[racket] a question of style, and one of performance

On Sun, Jan 8, 2012 at 3:23 PM, Jordan Schatz <jordan at noionlabs.com> wrote:
> This code runs, but I'm guessing that its not the "right way" to do it.
>
> (define (js-date [i (current-date)])
>  (let ([original-format (date-display-format)]
>        [return ((λ ()
>                     (date-display-format 'rfc2822)
>                     (date->string i #t)))])
>    (date-display-format original-format)
>    return))
>
> 1) In "some other language" using a function as the default value for an
> argument is inefficient and frowned upon. Is that the case in racket?

Hi Jordan,

Can you give an example of such a language?  I'm curious.

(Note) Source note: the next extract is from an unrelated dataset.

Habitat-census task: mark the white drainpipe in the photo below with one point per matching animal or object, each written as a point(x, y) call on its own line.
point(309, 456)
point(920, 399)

I'm not sure where the inefficiency would come from, unless computing
the default value expression's value is costly.

According to the documentation in:

http://docs.racket-lang.org/reference/lambda.html#(form._((lib._racket/private/base..rkt)._lambda))

with regards to "default-expr": "... if no such argument is provided,
the default-expr is evaluated to produce a value associated with id."

>From the reference docs, it sounds like that, unlike a language like
Python, the default value is evaluated for every use of the function,
rather than just once when the function's defined.  We can experiment
with this:

;;;;;;;;;;;;;;;;;;;;;;;;;;;;;;;
#lang racket
(define (test [x (begin
                   (printf "I'm evaluating at: ~a\n"
(current-inexact-milliseconds))
                   1)])
  (add1 x))
;;;;;;;;;;;;;;;;;;;;;;;;;;;;;;;

If you run test, you'll see that the default-expr is being evaluated
for each call to test that depends on the default argument.


If it is expensive to compute the default expression, we can bind a
value to a variable, and then refer to that variable instead for the
default expression.  That way, the expression is just name lookup,
which is constant-cost.  Functions are named values, so I don't think
they'd be particularly expensive to use as default expressions.